The “Do’s” for negotiation
Feeling like the seller can sweeten the deal a little? Here’s what you should go for in negotiations.
Closing costs can be hefty: up to 2% to 5% of the sale price of the home. If you can get the seller to pick up some or most of these costs, you can roll that extra cash on your side into more purchasing power. Ask about a seller’s credit – unless you are buying a luxury home at a high price pint in a competitive market. Then the listing agent and seller might start to think you aren’t in a position to qualify for the home.
Furniture in the home
Did you walk through the home with furniture in place and just love the interior design? Ask the seller if they are willing to let the furniture come with the house. Large pieces that might not fit in the seller’s new home could be a good starting point, so zero in on things like the pool table in the basement, the pit couch in the den, and the formal dining room set or master bedroom suite.
If you are preapproved, and have a home inspector lined up (or have arranged for a preispection), you may be able to offer a quicker closing. As long as your timeline is reasonable and poses no risk on your end, you can leverage this for seller credits or a lower purchase price. This usually has more chance of working if the market is slow and the seller needs to move out of state.
The “Don’ts” for negotiation
Knowing when to rein in your negotiator impulses can save a home sale. Here’s when you need to check yourself before you wreck yourself.
If the seller keeps saying yes, don’t think that it’s time to go for broke and make even more demands. This can wind up with a straw breaking the camel’s back as the seller gets fed up and walks away rather than deal with you any more. Make your list ahead of time, note privately what you’re willing to let go of, and present your list to the seller as a one and done deal. Once they agree, don’t come back asking for more.
Lowball offers just to “test the waters” might make you feel tough, but they can be insulting to a seller who knows their home’s worth. Even if they are desperate to sell, insulting them with a ridiculous offer isn’t going to do you any favors. Play fair and be straight with your offer.

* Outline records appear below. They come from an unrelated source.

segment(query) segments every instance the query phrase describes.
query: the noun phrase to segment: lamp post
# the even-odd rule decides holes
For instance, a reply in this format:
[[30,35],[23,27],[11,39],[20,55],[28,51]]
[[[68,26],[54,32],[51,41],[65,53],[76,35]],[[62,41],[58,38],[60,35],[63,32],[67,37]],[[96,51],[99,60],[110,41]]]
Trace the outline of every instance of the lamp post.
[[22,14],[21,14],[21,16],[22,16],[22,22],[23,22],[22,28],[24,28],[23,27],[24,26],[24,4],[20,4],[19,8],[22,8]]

Tiny increases in your offer
Unless you’re in a bidding war with many other people, escalating your offer in tiny bites can be extremely annoying. Make your offer, know in advance what your maximum is, and have no more than two secondary offer points between those two figures.
A “take it or leave it” answer if a seller tries to negotiate back can lead to a hard pass response and the seller shutting you down. You can be firm in your offer without being a snob about it. If your offer is the best you can do, express your regret that things didn’t work out and leave on amicable terms. Who knows, they might come back after finding out there are no better bids on the table.
Negotiations are sensitive things. Don’t make the house a hostage. Instead, have honest, transparent conversations and see if you can work towards a solution that benefits everyone.